The UK journal Business History recently published a special issue on Varieties of Capitalism. I’ve finally had a chance to take a close look at this really important special issue, which provides some desperately needed historical contextualisation for the Varieties of Capitalism literature. In reading it, I was reminded to two exchanges at conferences. First, I recall a seminar discussion at the BHC in Denver in which we got discussing the Varieties of Capitalism theory with Veronique Pouillard , Richard R. John  and others. We all agreed that the main variants of capitalism discussed by Hall and Soskice and their many followers are much newer than most researchers think. I also recall being at a conference mostly attended by political scientists, sociologists, etc where I astonished other attendees by repeating what Japanese business historians have told me, namely, that in the 1920s Japan was a Liberal Market Economy. That statement blew their minds as it challenged their assumption that national varieties of capitalism are deeply rooted in national political and cultural histories. Personally, I had never been much convinced by the theory that the variant of capitalism in place in a given country had much to do with what had happened many centuries ago as opposed to developments in since the Second Industrial Revolution.

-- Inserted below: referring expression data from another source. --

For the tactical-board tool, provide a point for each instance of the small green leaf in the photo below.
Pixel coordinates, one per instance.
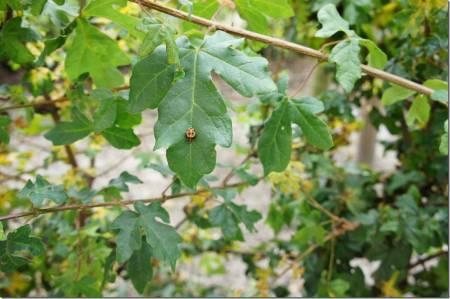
(120, 183)
(163, 239)
(315, 130)
(12, 41)
(2, 232)
(41, 190)
(129, 237)
(4, 122)
(140, 267)
(17, 248)
(157, 33)
(419, 111)
(255, 12)
(95, 53)
(191, 160)
(104, 8)
(121, 138)
(338, 287)
(69, 132)
(346, 56)
(124, 119)
(436, 84)
(310, 104)
(440, 96)
(396, 94)
(274, 147)
(331, 21)
(443, 146)
(105, 116)
(228, 215)
(151, 79)
(376, 57)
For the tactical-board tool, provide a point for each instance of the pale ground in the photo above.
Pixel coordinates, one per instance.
(257, 197)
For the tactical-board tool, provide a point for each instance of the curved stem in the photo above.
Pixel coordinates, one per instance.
(277, 42)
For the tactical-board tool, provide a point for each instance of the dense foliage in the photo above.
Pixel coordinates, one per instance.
(78, 77)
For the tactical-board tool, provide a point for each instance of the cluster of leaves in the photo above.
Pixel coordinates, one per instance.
(170, 66)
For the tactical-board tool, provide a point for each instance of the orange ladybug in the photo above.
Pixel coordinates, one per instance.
(190, 134)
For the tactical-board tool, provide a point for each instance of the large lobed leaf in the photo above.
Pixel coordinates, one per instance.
(162, 238)
(274, 147)
(194, 101)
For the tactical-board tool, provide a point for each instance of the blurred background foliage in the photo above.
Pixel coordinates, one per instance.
(401, 209)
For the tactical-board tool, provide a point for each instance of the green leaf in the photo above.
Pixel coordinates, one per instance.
(436, 84)
(140, 267)
(17, 248)
(201, 8)
(37, 6)
(396, 94)
(331, 21)
(95, 53)
(419, 111)
(256, 20)
(275, 9)
(346, 56)
(120, 183)
(228, 215)
(155, 34)
(69, 132)
(151, 79)
(163, 239)
(255, 12)
(50, 46)
(443, 146)
(124, 119)
(315, 130)
(12, 41)
(105, 116)
(440, 96)
(193, 101)
(192, 160)
(376, 57)
(121, 138)
(274, 147)
(338, 287)
(310, 104)
(4, 122)
(104, 8)
(41, 190)
(129, 237)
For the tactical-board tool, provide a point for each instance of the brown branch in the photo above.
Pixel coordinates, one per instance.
(277, 42)
(428, 258)
(37, 212)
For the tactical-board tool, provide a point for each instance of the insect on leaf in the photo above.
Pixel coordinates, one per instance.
(194, 101)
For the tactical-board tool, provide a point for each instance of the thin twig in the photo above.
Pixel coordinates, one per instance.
(37, 212)
(426, 259)
(277, 42)
(50, 102)
(308, 76)
(223, 184)
(346, 227)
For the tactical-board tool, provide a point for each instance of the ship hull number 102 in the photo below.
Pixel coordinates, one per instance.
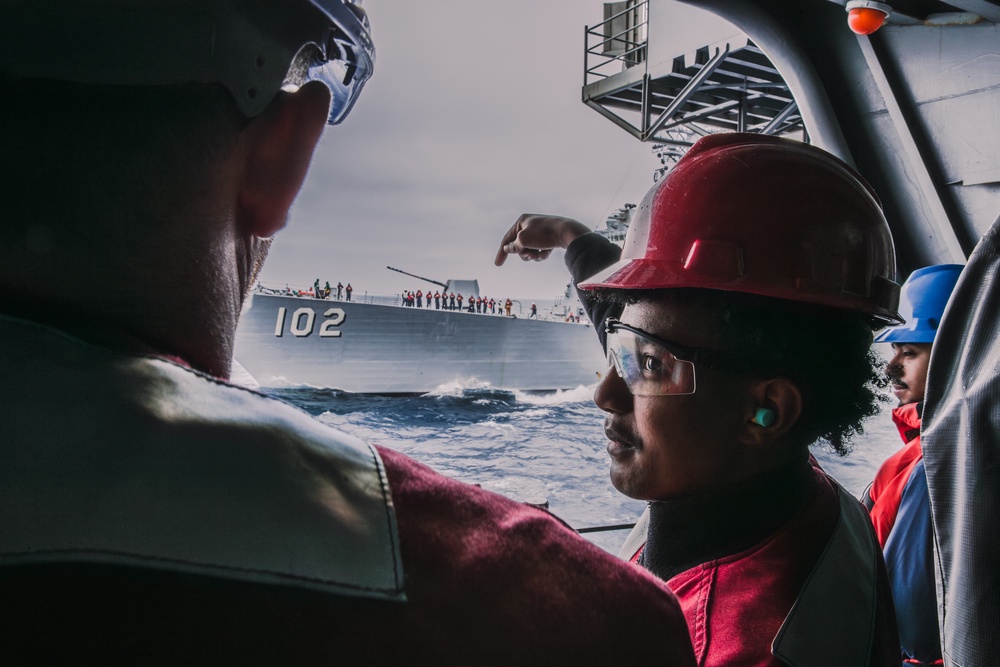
(303, 322)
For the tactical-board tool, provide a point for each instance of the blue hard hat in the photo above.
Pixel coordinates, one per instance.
(921, 303)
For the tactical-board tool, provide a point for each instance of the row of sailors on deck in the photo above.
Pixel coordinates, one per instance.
(452, 301)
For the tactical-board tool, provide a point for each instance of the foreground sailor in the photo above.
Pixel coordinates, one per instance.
(150, 511)
(897, 498)
(737, 321)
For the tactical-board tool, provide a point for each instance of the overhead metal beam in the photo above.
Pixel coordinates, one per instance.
(684, 95)
(938, 218)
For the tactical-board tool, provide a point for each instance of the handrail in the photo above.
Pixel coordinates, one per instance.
(629, 43)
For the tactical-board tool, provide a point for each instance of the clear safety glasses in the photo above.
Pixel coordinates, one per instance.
(652, 366)
(344, 61)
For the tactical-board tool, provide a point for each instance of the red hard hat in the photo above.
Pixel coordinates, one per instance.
(762, 215)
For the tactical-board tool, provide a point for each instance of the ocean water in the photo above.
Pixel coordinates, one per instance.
(532, 447)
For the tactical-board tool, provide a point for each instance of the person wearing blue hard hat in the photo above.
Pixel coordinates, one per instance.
(897, 499)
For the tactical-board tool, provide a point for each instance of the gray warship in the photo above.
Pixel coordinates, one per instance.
(378, 345)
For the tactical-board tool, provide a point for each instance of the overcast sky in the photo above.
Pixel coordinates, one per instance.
(473, 116)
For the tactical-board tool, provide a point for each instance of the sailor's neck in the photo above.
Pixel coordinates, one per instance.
(690, 531)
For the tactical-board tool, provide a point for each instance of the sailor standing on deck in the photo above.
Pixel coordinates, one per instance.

Anyway, congratulations to the team that produced this Special Issue. The editors are Niall G. MacKenzie (Glasgow) ,Andrew Perchard (Newcastle Business School, Northumbria University), Christopher Miller (Glasgow) and Neil Forbes (Coventry). Article contributors were Martin Shanahan and Susanna Fellman, María Fernández-Moya and Núria Puig, and Zoi Pittaki, Pasi Nevalainen and Ville Yliasko, Martin Eriksson, Lena Andersson-Skog and Josefin Sabo, and Beatriz Rodriguez-Satizabal, Julie Bower, and Grietjie Verhoef.